Liminaire CSE Siège – 18 & 10 mai 2022 : la CFDT dit non à la suppression de la redevance !

Redevance : faire tourner un peu plus la vis sans fin…

C’est un dossier sur lequel le président fraîchement réélu se déclare prêt à agir vite, d’ici l’automne, disent certains…  La suppression de la redevance, présentée durant la campagne par le président candidat comme une mesure de pouvoir d’achat… De quoi susciter la plus grande des inquiétudes chez les salariés de l’audiovisuel public.

D’abord, parce que cette déclaration, frappée comme bien d’autres au coin du “et en même temps”, a tout de l’injonction contradictoire… Une nouvelle fois, l’annonce de cette suppression se fait contre la promesse d’une compensation de la perte de cette recette, qui représente l’essentiel de notre budget comme de celui de Radio France… On ne voit donc pas vraiment, si cette promesse était tenue, ce que le contribuable aurait à y gagner. Pour ce qui nous concerne, en revanche, la prudence nous dicte de nous en tenir à la fameuse maxime selon laquelle “les promesses n’engagent que ceux qui les croient”, tant l’Etat a déjà manqué à sa parole par le passé.

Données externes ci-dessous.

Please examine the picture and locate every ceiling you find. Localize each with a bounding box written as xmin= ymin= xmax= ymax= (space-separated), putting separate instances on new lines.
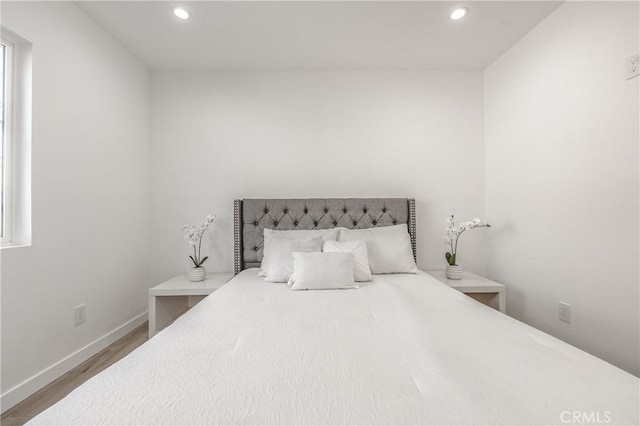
xmin=76 ymin=1 xmax=562 ymax=70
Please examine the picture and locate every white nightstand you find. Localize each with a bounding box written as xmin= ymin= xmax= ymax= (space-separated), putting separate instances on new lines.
xmin=426 ymin=271 xmax=507 ymax=314
xmin=149 ymin=272 xmax=233 ymax=338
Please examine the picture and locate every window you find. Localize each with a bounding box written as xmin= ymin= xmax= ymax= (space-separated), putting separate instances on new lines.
xmin=0 ymin=27 xmax=31 ymax=248
xmin=0 ymin=40 xmax=13 ymax=240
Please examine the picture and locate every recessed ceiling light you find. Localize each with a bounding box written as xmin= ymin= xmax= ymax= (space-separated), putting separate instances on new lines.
xmin=451 ymin=7 xmax=469 ymax=21
xmin=173 ymin=7 xmax=189 ymax=19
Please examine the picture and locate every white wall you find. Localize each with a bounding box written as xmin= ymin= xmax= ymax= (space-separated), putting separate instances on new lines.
xmin=150 ymin=71 xmax=485 ymax=283
xmin=484 ymin=2 xmax=640 ymax=375
xmin=1 ymin=2 xmax=149 ymax=410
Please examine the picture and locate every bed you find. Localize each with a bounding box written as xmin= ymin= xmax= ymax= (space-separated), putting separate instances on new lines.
xmin=30 ymin=199 xmax=640 ymax=425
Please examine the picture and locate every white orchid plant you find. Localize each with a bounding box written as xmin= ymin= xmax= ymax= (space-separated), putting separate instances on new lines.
xmin=182 ymin=214 xmax=216 ymax=268
xmin=444 ymin=215 xmax=491 ymax=266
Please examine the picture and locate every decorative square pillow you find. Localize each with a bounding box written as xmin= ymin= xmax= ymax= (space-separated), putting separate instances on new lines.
xmin=338 ymin=224 xmax=418 ymax=274
xmin=266 ymin=236 xmax=322 ymax=283
xmin=259 ymin=228 xmax=340 ymax=277
xmin=322 ymin=240 xmax=372 ymax=281
xmin=289 ymin=252 xmax=358 ymax=290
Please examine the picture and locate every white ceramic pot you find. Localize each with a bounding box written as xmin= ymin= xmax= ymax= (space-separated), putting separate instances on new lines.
xmin=189 ymin=266 xmax=207 ymax=282
xmin=446 ymin=265 xmax=462 ymax=280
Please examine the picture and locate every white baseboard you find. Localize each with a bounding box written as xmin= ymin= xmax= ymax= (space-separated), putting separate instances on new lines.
xmin=0 ymin=312 xmax=148 ymax=413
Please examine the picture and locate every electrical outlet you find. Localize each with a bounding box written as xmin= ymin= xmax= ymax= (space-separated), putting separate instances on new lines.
xmin=558 ymin=302 xmax=571 ymax=324
xmin=73 ymin=303 xmax=87 ymax=327
xmin=625 ymin=53 xmax=640 ymax=80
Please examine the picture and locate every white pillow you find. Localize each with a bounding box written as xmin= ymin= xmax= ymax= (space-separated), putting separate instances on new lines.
xmin=259 ymin=228 xmax=341 ymax=277
xmin=322 ymin=240 xmax=372 ymax=281
xmin=266 ymin=237 xmax=322 ymax=283
xmin=338 ymin=224 xmax=418 ymax=274
xmin=289 ymin=252 xmax=358 ymax=290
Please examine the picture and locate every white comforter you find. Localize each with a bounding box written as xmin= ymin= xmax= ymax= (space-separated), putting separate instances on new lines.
xmin=31 ymin=269 xmax=640 ymax=425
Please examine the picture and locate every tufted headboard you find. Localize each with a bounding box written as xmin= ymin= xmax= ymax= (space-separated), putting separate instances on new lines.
xmin=233 ymin=198 xmax=416 ymax=274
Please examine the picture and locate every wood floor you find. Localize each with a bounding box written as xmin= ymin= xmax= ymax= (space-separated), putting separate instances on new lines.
xmin=0 ymin=322 xmax=148 ymax=426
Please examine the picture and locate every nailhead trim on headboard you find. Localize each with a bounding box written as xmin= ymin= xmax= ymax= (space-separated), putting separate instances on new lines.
xmin=233 ymin=198 xmax=417 ymax=274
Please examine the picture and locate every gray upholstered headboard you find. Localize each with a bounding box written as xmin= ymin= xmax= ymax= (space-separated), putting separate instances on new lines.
xmin=233 ymin=198 xmax=416 ymax=274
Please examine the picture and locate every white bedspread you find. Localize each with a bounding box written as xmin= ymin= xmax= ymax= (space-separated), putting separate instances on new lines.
xmin=30 ymin=269 xmax=640 ymax=425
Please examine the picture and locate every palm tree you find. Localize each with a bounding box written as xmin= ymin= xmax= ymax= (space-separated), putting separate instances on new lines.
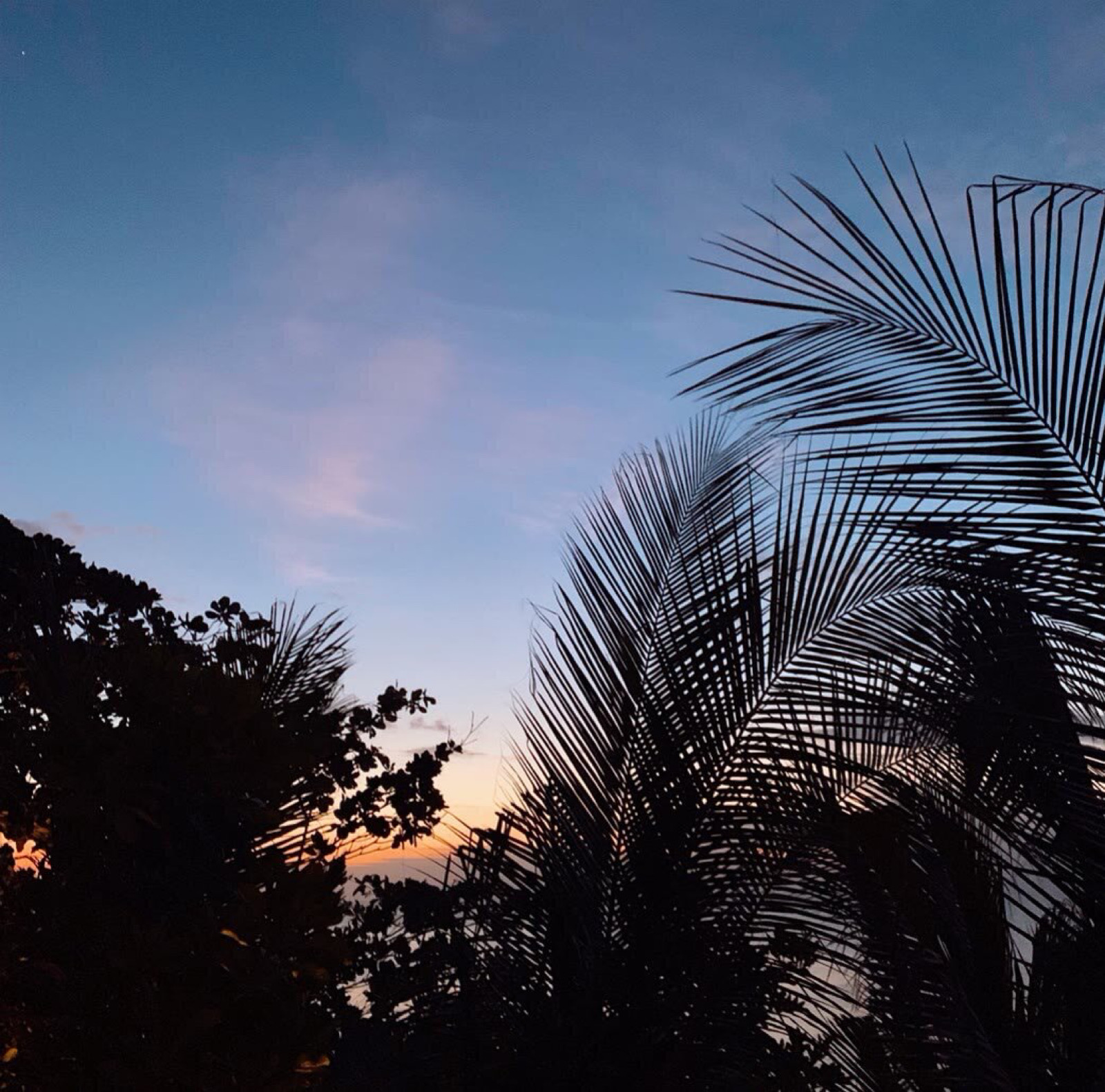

Méfiance donc, et méfiance surtout, face à ce que cette décision représente sur le fond. Supprimer la redevance, c’est couper le lien direct qui existe entre l’audiovisuel public et le peuple français. La redevance, parce qu’elle est une ressource directement affectée au fonctionnement des chaînes et radios de service public, nous oblige vis-à-vis de chaque français qui s’en acquitte.

A ce titre, notre actionnaire n’est pas l’Etat, mais l’ensemble de nos concitoyens, qui financent par un effort annuel de 138 euros, l’essentiel de nos programmes.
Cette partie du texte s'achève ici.